For Laila Jarouche and Rykaya Bazzi, fifth graders from Miller Elementary, robotics is fun and social.
“We get to interact with each other and do coding and practice and learn new skills,” Rukaya said. The girls both said they enjoy coding, problem solving, strategizing about what challenges to complete, and of course, the teamwork.
At the November competition, the Miller Bots earned a berth to the state competition in Saline on Dec. 16, 2023.
First Robotics challenges vary by grade level. But at every level, students need to assemble a robot to meet certain challenges and then program it. Younger students will build a shoe box sized Lego robot that is entirely preprogrammed to run autonomous missions, and they will do a research project and presentation on an innovation challenge based on that year’s theme. Older students will design and build larger robots and drive their robots during competitions.
The fourth and fifth grade students in the First Lego League Challenge build a Lego robot and prepacked Lego challenges. During the competition, the robot leaves one of two start areas and travels onto the competition field to complete one or more tasks before returning to a starting area. Tasks include actions like flipping levers on a Lego challenge or delivering objects to a designated spot on the field.
“Robotics is fun because you make friends and you learn to code and then maybe you want to be an engineer one day,” said Hiba Shagira, a fifth grader from Henry Ford Elementary.
Ryan Foss, also in fifth grade from Henry Ford Elementary, liked robotics so much that he got his own Lego robot to build and embellish with spinning parts and other extras.
“I like art so I wanted to put art on it,” Ryan said.
Cameron Yaseen from Maples Elementary joined the team with his fourth grade friend Hassan Hassan.
“We get to build and program. We like to make games together,” Cameron said.

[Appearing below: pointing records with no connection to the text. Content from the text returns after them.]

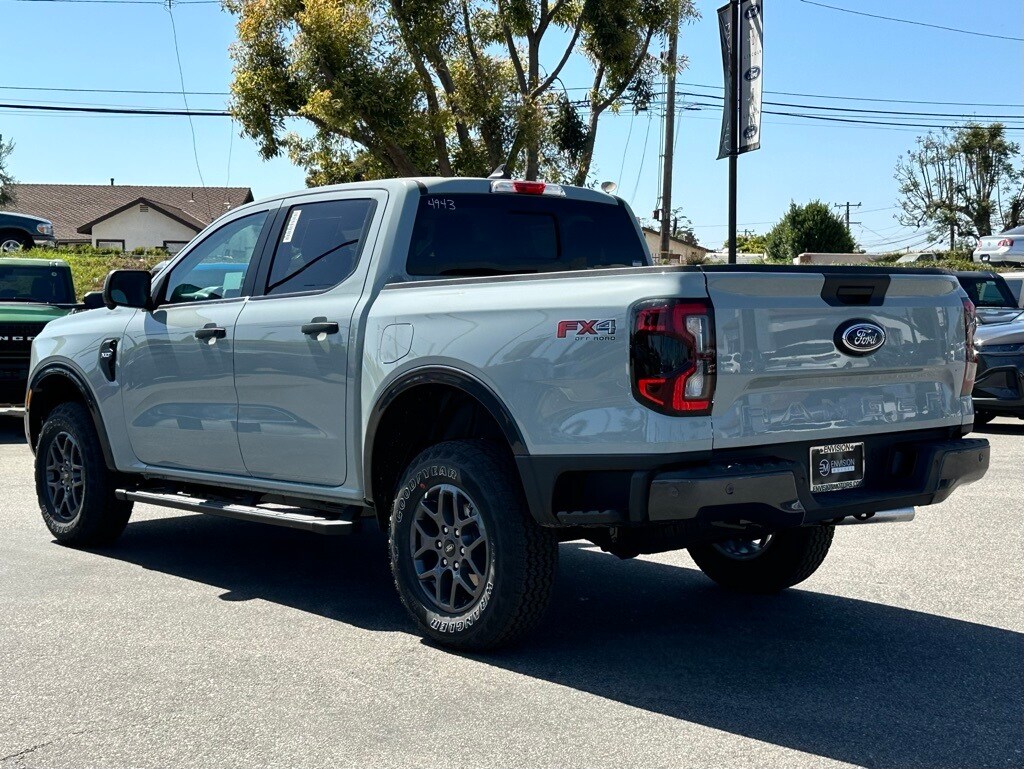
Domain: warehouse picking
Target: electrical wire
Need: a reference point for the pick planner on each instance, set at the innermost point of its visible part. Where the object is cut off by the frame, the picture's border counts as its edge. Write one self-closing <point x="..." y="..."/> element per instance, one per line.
<point x="184" y="98"/>
<point x="911" y="22"/>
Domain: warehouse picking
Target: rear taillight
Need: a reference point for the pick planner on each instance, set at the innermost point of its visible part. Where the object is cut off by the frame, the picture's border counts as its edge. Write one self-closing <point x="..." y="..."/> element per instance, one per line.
<point x="970" y="325"/>
<point x="672" y="356"/>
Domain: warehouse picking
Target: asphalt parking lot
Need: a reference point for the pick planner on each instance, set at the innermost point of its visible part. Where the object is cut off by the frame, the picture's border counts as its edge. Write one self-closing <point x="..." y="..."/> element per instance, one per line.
<point x="198" y="641"/>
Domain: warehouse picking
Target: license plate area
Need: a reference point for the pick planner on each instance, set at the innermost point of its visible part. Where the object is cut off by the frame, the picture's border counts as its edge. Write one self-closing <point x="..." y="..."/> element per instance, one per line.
<point x="837" y="466"/>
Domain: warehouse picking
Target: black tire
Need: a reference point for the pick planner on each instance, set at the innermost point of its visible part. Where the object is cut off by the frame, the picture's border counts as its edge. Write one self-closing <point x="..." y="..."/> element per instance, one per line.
<point x="787" y="558"/>
<point x="77" y="498"/>
<point x="505" y="587"/>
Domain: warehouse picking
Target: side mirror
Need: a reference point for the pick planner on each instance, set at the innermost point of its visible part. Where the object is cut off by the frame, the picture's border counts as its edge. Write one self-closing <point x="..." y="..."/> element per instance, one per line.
<point x="128" y="288"/>
<point x="92" y="300"/>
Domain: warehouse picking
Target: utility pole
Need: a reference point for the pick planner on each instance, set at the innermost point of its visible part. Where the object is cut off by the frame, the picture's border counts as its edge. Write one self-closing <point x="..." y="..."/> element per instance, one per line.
<point x="670" y="132"/>
<point x="848" y="205"/>
<point x="732" y="104"/>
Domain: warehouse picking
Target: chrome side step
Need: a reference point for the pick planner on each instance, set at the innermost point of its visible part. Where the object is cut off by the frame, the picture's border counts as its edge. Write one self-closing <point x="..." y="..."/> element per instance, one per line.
<point x="290" y="517"/>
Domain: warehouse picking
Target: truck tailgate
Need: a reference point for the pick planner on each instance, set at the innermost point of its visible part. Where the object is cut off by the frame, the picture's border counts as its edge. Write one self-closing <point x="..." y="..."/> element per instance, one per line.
<point x="783" y="375"/>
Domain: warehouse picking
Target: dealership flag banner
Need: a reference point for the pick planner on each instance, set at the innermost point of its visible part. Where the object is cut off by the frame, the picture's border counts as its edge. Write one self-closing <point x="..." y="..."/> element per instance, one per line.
<point x="751" y="38"/>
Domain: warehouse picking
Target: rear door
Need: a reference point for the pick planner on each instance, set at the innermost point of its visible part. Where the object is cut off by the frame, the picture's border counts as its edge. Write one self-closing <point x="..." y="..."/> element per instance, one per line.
<point x="293" y="339"/>
<point x="784" y="373"/>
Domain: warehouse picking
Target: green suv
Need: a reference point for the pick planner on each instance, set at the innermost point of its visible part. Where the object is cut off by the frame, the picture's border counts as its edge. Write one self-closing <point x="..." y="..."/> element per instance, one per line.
<point x="33" y="292"/>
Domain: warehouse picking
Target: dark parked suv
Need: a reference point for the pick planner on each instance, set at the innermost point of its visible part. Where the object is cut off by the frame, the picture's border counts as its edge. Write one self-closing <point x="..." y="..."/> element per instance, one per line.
<point x="22" y="231"/>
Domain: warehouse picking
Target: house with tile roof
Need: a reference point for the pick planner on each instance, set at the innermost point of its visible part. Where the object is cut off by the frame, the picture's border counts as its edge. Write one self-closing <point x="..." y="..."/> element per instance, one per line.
<point x="127" y="216"/>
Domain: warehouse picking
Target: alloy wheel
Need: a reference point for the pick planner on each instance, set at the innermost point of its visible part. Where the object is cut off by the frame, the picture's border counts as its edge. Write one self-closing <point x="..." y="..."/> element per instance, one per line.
<point x="450" y="548"/>
<point x="65" y="477"/>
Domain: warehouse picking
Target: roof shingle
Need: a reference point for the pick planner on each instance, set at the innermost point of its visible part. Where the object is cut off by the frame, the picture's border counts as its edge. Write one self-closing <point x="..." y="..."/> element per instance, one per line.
<point x="72" y="206"/>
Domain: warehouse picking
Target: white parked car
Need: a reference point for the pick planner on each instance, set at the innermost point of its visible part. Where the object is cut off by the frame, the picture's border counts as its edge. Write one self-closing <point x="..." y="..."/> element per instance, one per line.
<point x="1006" y="248"/>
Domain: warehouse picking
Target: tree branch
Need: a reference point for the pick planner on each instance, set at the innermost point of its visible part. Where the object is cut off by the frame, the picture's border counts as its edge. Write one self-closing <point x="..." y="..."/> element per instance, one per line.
<point x="558" y="68"/>
<point x="601" y="107"/>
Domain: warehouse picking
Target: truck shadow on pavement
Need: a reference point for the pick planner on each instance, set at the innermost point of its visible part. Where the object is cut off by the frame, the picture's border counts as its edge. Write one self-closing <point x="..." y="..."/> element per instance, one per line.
<point x="11" y="429"/>
<point x="846" y="679"/>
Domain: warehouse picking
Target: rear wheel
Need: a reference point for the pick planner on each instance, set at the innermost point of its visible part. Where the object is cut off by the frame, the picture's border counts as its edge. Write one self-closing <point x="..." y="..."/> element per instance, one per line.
<point x="768" y="564"/>
<point x="471" y="565"/>
<point x="73" y="483"/>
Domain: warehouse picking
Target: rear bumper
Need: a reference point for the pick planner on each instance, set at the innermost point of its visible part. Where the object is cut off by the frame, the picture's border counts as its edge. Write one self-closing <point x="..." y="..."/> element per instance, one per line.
<point x="777" y="494"/>
<point x="758" y="485"/>
<point x="999" y="386"/>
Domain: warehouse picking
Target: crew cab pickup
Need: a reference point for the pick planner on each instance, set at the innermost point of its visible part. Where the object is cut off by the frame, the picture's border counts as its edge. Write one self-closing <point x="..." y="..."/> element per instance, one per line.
<point x="491" y="367"/>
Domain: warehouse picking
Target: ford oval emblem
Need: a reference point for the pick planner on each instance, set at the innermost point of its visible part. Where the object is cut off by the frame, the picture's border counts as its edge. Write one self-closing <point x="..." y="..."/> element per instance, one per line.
<point x="859" y="337"/>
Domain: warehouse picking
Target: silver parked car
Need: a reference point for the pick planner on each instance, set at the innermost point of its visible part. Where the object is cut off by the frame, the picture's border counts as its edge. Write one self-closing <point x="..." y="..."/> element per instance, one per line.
<point x="1006" y="248"/>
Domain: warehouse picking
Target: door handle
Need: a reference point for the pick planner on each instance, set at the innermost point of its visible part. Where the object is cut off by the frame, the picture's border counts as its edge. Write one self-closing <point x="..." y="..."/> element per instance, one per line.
<point x="210" y="332"/>
<point x="320" y="327"/>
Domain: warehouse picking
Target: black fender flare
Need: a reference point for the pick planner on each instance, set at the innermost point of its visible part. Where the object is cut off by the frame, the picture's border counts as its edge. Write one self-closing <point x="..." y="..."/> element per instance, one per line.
<point x="446" y="376"/>
<point x="62" y="371"/>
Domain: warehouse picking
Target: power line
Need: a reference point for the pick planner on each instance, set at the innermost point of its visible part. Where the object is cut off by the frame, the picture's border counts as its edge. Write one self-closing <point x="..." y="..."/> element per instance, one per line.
<point x="908" y="20"/>
<point x="119" y="111"/>
<point x="124" y="2"/>
<point x="184" y="98"/>
<point x="856" y="110"/>
<point x="112" y="90"/>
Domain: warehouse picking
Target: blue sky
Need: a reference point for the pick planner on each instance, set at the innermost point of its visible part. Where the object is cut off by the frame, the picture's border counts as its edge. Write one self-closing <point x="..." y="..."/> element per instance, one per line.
<point x="808" y="49"/>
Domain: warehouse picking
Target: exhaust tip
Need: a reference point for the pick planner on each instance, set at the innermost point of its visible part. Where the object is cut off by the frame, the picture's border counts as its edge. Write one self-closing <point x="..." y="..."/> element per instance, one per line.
<point x="898" y="515"/>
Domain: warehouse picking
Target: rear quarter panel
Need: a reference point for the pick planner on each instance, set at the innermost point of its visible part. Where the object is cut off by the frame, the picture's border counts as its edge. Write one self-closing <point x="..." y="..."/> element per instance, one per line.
<point x="568" y="394"/>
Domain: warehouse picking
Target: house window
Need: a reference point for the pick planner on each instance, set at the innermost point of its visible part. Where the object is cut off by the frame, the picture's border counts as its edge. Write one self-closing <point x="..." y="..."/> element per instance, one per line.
<point x="174" y="247"/>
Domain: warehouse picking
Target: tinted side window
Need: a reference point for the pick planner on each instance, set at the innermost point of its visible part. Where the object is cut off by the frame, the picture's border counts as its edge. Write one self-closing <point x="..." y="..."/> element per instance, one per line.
<point x="494" y="233"/>
<point x="320" y="245"/>
<point x="216" y="267"/>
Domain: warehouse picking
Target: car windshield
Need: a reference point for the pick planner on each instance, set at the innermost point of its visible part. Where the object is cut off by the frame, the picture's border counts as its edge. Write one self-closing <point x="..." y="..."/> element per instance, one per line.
<point x="988" y="292"/>
<point x="30" y="284"/>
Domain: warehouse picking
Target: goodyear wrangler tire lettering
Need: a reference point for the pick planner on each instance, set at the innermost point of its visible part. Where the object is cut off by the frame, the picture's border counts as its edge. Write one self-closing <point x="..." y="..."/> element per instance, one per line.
<point x="469" y="562"/>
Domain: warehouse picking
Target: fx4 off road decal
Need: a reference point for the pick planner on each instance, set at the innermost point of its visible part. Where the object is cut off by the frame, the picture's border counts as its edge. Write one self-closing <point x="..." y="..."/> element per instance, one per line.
<point x="587" y="330"/>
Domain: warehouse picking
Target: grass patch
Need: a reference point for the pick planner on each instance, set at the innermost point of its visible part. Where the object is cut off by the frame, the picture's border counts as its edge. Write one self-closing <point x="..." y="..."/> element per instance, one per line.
<point x="89" y="268"/>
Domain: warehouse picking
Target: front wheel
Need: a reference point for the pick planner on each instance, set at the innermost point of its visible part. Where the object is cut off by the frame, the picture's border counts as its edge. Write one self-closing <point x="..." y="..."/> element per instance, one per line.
<point x="768" y="564"/>
<point x="471" y="565"/>
<point x="73" y="483"/>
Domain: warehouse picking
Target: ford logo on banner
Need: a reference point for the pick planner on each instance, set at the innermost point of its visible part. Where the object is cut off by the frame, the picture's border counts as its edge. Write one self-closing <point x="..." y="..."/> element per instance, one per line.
<point x="859" y="337"/>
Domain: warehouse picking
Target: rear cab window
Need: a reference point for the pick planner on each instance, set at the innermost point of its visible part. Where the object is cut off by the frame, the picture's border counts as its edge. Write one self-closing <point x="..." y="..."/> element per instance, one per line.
<point x="988" y="292"/>
<point x="469" y="233"/>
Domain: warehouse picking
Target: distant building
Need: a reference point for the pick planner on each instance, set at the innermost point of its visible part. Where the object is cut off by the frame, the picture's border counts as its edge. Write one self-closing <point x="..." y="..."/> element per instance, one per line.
<point x="679" y="250"/>
<point x="127" y="216"/>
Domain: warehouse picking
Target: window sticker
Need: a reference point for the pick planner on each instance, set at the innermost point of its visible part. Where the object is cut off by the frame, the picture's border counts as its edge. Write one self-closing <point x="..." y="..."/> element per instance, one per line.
<point x="292" y="222"/>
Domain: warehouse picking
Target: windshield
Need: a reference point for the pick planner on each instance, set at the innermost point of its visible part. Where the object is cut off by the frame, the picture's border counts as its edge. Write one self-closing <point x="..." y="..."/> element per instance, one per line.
<point x="493" y="235"/>
<point x="988" y="292"/>
<point x="30" y="284"/>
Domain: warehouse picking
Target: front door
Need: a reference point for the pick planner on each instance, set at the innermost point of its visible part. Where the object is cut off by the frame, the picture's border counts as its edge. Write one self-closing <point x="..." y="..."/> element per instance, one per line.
<point x="294" y="338"/>
<point x="177" y="365"/>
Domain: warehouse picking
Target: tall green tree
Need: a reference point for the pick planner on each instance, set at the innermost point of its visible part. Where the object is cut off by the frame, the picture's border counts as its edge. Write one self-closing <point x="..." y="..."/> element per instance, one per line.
<point x="969" y="179"/>
<point x="813" y="228"/>
<point x="445" y="87"/>
<point x="6" y="180"/>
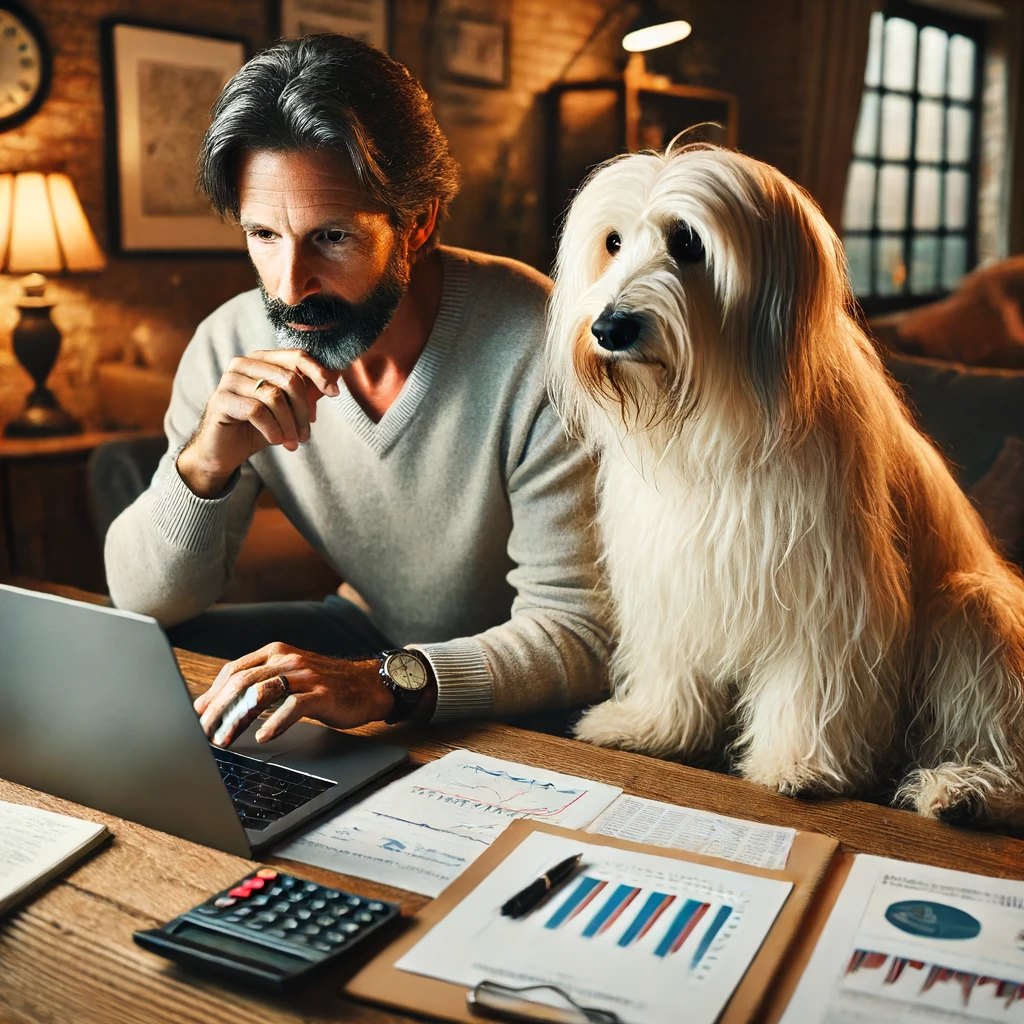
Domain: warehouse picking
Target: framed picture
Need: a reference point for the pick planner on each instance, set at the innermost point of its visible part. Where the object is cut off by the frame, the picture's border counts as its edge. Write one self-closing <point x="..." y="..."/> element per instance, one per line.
<point x="367" y="19"/>
<point x="474" y="50"/>
<point x="160" y="85"/>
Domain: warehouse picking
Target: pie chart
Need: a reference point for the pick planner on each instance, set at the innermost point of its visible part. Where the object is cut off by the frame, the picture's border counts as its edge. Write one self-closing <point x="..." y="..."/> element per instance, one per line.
<point x="932" y="921"/>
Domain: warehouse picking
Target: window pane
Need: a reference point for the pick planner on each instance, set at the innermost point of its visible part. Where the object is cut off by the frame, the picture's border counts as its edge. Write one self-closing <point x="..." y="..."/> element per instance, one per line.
<point x="957" y="135"/>
<point x="858" y="255"/>
<point x="865" y="142"/>
<point x="896" y="127"/>
<point x="872" y="72"/>
<point x="859" y="206"/>
<point x="926" y="198"/>
<point x="953" y="260"/>
<point x="925" y="264"/>
<point x="890" y="272"/>
<point x="962" y="55"/>
<point x="956" y="195"/>
<point x="929" y="141"/>
<point x="892" y="197"/>
<point x="932" y="62"/>
<point x="901" y="44"/>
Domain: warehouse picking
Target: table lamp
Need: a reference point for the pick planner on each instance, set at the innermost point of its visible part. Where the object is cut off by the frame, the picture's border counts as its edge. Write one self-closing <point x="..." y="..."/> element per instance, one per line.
<point x="43" y="229"/>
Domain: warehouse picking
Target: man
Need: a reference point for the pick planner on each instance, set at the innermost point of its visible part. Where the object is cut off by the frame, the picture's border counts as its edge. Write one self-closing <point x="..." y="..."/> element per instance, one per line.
<point x="390" y="394"/>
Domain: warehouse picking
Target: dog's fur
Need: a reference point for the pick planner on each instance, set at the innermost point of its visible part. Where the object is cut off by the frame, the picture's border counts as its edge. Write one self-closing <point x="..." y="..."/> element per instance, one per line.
<point x="787" y="555"/>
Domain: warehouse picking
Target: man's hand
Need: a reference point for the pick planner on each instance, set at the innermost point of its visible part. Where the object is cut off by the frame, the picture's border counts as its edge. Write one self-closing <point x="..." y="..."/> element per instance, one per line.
<point x="338" y="692"/>
<point x="263" y="398"/>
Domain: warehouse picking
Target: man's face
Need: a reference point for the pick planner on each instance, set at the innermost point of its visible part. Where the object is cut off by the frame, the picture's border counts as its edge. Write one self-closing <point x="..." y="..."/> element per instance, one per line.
<point x="332" y="268"/>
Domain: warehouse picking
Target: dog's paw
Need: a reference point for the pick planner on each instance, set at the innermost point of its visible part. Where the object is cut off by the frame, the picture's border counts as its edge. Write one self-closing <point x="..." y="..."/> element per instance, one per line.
<point x="791" y="779"/>
<point x="607" y="725"/>
<point x="953" y="794"/>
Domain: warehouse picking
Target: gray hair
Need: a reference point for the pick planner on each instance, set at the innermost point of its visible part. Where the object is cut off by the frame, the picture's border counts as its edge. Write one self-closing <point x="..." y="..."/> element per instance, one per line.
<point x="330" y="92"/>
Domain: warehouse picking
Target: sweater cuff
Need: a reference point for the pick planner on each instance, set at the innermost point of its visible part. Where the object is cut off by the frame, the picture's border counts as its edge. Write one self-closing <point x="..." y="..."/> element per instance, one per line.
<point x="187" y="521"/>
<point x="465" y="688"/>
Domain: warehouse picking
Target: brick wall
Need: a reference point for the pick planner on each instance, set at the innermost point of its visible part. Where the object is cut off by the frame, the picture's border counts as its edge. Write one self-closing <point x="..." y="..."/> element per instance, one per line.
<point x="747" y="46"/>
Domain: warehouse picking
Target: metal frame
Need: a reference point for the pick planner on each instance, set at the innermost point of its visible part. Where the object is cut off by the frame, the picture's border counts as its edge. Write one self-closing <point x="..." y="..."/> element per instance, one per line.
<point x="974" y="30"/>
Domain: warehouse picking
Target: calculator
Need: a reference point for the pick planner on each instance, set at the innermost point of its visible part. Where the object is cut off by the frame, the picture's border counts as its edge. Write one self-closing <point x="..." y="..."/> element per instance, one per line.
<point x="270" y="929"/>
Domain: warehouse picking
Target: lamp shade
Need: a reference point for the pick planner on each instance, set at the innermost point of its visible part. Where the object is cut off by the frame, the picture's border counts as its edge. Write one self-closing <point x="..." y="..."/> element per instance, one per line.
<point x="43" y="227"/>
<point x="652" y="30"/>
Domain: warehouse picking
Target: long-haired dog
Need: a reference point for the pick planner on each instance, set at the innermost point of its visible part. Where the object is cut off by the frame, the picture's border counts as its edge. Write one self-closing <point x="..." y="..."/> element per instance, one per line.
<point x="788" y="558"/>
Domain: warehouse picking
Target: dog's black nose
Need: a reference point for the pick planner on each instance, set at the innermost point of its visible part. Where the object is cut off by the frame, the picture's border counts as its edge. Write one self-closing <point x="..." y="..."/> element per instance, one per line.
<point x="615" y="331"/>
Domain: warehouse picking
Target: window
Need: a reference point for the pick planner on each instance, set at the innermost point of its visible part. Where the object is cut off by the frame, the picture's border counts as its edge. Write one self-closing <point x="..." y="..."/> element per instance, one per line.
<point x="910" y="214"/>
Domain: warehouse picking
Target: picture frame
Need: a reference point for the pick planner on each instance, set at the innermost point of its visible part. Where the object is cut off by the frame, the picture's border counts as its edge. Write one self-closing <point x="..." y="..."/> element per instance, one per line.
<point x="475" y="50"/>
<point x="366" y="19"/>
<point x="159" y="85"/>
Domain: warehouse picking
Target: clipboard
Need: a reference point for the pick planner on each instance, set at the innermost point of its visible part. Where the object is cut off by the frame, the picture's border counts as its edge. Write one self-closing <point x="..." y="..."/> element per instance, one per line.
<point x="380" y="982"/>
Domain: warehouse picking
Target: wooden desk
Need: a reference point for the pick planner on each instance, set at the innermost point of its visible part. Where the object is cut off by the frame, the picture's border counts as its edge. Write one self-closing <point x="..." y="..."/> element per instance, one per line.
<point x="68" y="954"/>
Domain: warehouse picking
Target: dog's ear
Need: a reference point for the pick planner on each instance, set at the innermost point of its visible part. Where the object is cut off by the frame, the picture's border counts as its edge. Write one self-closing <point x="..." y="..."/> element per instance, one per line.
<point x="801" y="288"/>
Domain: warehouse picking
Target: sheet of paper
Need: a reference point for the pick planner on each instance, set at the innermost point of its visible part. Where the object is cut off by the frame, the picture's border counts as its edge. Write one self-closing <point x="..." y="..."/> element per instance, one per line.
<point x="635" y="933"/>
<point x="698" y="832"/>
<point x="910" y="943"/>
<point x="33" y="842"/>
<point x="423" y="830"/>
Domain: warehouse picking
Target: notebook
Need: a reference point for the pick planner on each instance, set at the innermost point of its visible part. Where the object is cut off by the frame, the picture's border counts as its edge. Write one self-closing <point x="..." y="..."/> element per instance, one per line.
<point x="36" y="846"/>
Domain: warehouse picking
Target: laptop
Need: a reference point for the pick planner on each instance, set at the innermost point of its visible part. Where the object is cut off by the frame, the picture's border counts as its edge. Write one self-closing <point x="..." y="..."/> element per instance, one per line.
<point x="93" y="709"/>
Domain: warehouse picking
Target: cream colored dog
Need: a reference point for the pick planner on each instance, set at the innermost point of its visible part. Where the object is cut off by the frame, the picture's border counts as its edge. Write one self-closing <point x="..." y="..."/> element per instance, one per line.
<point x="785" y="551"/>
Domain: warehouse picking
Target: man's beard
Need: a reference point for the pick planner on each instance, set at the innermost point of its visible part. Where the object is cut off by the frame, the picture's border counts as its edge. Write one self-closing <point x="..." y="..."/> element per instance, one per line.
<point x="354" y="326"/>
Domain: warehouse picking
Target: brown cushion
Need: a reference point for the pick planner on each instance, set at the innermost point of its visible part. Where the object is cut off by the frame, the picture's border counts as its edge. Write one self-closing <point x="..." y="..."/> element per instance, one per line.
<point x="981" y="324"/>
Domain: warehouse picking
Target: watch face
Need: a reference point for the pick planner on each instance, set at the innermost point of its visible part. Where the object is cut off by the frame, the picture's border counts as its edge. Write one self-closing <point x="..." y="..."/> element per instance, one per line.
<point x="407" y="671"/>
<point x="23" y="66"/>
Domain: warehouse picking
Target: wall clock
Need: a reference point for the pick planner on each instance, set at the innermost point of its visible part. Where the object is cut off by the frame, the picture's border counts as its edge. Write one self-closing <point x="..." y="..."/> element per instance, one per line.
<point x="25" y="65"/>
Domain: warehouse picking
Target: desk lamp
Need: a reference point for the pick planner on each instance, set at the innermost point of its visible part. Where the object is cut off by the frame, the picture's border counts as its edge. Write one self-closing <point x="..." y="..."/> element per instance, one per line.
<point x="43" y="229"/>
<point x="652" y="29"/>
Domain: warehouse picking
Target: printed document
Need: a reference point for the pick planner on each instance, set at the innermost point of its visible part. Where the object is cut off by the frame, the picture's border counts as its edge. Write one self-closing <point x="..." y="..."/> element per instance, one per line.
<point x="697" y="832"/>
<point x="648" y="937"/>
<point x="910" y="943"/>
<point x="423" y="830"/>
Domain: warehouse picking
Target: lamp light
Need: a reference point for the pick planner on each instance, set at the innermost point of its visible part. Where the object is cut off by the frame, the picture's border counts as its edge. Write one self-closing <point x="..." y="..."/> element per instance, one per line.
<point x="652" y="30"/>
<point x="43" y="229"/>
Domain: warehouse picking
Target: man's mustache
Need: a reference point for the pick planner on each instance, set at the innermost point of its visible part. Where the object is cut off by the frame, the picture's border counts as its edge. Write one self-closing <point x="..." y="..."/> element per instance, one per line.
<point x="313" y="311"/>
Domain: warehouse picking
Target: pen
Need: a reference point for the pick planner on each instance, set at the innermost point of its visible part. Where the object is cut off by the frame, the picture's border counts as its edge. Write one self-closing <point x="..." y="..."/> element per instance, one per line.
<point x="524" y="901"/>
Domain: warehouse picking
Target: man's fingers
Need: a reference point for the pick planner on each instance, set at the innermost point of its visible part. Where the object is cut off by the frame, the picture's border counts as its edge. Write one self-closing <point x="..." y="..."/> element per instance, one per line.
<point x="295" y="358"/>
<point x="287" y="715"/>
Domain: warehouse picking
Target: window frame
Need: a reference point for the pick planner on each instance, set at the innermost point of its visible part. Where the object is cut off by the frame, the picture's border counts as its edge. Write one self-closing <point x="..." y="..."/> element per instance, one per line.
<point x="975" y="30"/>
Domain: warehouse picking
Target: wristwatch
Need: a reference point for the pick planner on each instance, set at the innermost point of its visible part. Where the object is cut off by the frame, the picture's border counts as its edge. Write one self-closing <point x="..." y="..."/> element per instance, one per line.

Kathleen McCormick oversees the Henry Ford Elementary robotics teams and is also a STEAM (science, technology, engineering, arts and mathematics) teacher at the school. While elementary school robotics provides obvious STEAM skills, she sees lots of value in other talents the team builds in the students.
“Robotics is a fun way to engage students’ interest while they are learning teamwork, core values, communications and how to problem solve,” McCormick said.
In addition to support from the district, the robotics teams are funded, in part, by the Dearborn Education Foundation. The Foundation provides funds towards buying the robotics equipment and supplies, registration fees and other team costs.